Remember Palm and its Treo smartphones? Barely, you say? Yeah, me too. But thanks to an entry-level smartphone called the Centro and a couple of new high-end Treo devices, the US-based handheld maker just might find its way back onto your radar in 2008.
It has been a while since I focused on Palm. In fact, it was last year, when I suggested that the once industry-leading handset-producer may have lost its punch and could be headed for the great big gadget-recycling plant in the sky. But that was almost a year ago, and a lot can happen in a year's time, including the beginnings of a comeback.
Back in October a reader by the name of Rob commented on that last Palm-related post and suggested a rather simple-yet insightful-strategy for the ailing smartphone company. From the comment:
"In answer to your question of what can save Palm? One thing: great product...If they can develop great product then they will get back on track."
Well put, Rob. And it appears that Palm listened and is now on the first leg of the road to recovery.

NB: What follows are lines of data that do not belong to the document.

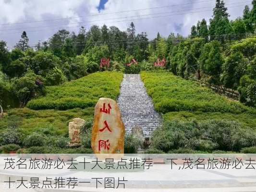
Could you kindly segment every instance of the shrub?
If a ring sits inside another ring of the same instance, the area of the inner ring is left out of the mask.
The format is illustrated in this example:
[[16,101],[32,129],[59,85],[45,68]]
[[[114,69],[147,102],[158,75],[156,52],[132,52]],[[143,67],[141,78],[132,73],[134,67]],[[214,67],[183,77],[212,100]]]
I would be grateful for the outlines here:
[[86,121],[81,129],[80,135],[82,144],[85,148],[91,148],[92,135],[92,120]]
[[16,151],[20,148],[20,147],[15,144],[8,144],[2,146],[2,150],[5,153],[8,153],[10,151]]
[[[47,149],[49,149],[48,150]],[[32,146],[28,148],[24,151],[24,153],[31,154],[48,154],[49,153],[49,148],[47,146]]]
[[126,135],[124,138],[124,153],[136,153],[141,144],[141,141],[134,135]]
[[240,152],[245,154],[256,154],[256,146],[244,147],[242,148]]
[[2,144],[19,144],[20,143],[21,135],[17,131],[8,131],[4,132],[1,137]]
[[44,145],[45,137],[38,133],[34,132],[25,138],[23,142],[26,147],[41,146]]

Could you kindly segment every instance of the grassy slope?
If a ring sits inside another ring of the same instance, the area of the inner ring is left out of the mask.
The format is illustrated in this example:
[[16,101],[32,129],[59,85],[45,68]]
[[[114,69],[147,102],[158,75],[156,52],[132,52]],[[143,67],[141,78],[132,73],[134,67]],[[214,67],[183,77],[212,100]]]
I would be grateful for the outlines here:
[[[87,120],[93,118],[94,107],[85,107],[83,104],[91,102],[95,105],[98,99],[103,96],[116,99],[119,94],[122,79],[122,74],[120,72],[101,72],[67,82],[59,86],[47,87],[46,96],[35,99],[33,102],[36,102],[38,106],[40,106],[40,103],[46,106],[46,104],[57,103],[63,99],[61,104],[63,106],[73,106],[73,108],[65,110],[54,108],[33,110],[27,108],[10,109],[8,115],[0,121],[0,132],[10,127],[18,127],[25,134],[34,131],[43,132],[48,129],[54,134],[67,135],[68,122],[73,119],[81,118]],[[67,97],[69,100],[63,103]],[[70,105],[74,100],[82,102],[84,108]]]
[[166,71],[142,72],[147,93],[165,120],[226,119],[256,130],[256,109]]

The success of Palm's first truly consumer-oriented device, the Palm Centro, has helped it regain some lost market share and rekindled interest in its upcoming smartphone lineup. (The Treo 680 was aimed at consumers, but it was basically a Treo 750, a business device, that ran on Palm's own OS and came in a variety of colors.) Included in the new lineup are the recently announced Treo 800w and the rumored Treo 850, which unlike the entry level $99-or-less Centro, are aimed at power users who have a little more scratch to drop on a mobile device. The Treo 800w is currently available through Sprint--which was the first carrier to sell the Centro, as well-for $249.99 with a two-year service contract. And a GSM Treo 850 is also in the works, with leaked images of the purported device already bouncing around the Web.
Palm says it shipped its one millionth Centro in late March, and it expects to hit the two million mark before the end of the year. According to CEO Ed Colligan, Palm's currently invested in growing its user base by attracting people who're making the initial switch from feature-phones to smartphones with the inexpensive Centro. Colligan and company expect 2009 to be an important year in which they'll see improved profit margins due to sales of the new Treos.
Palm is also seeing some short term US market share gains, due largely to Centro sales. Though the company's fourth quarter 2007 market share (7.9 per cent) was significantly lower than its Q1 2007 share (23 per cent), Palm has shown some noteworthy improvement in the first quarter of 2008 (13.4 per cent), according to numbers from research firm IDC.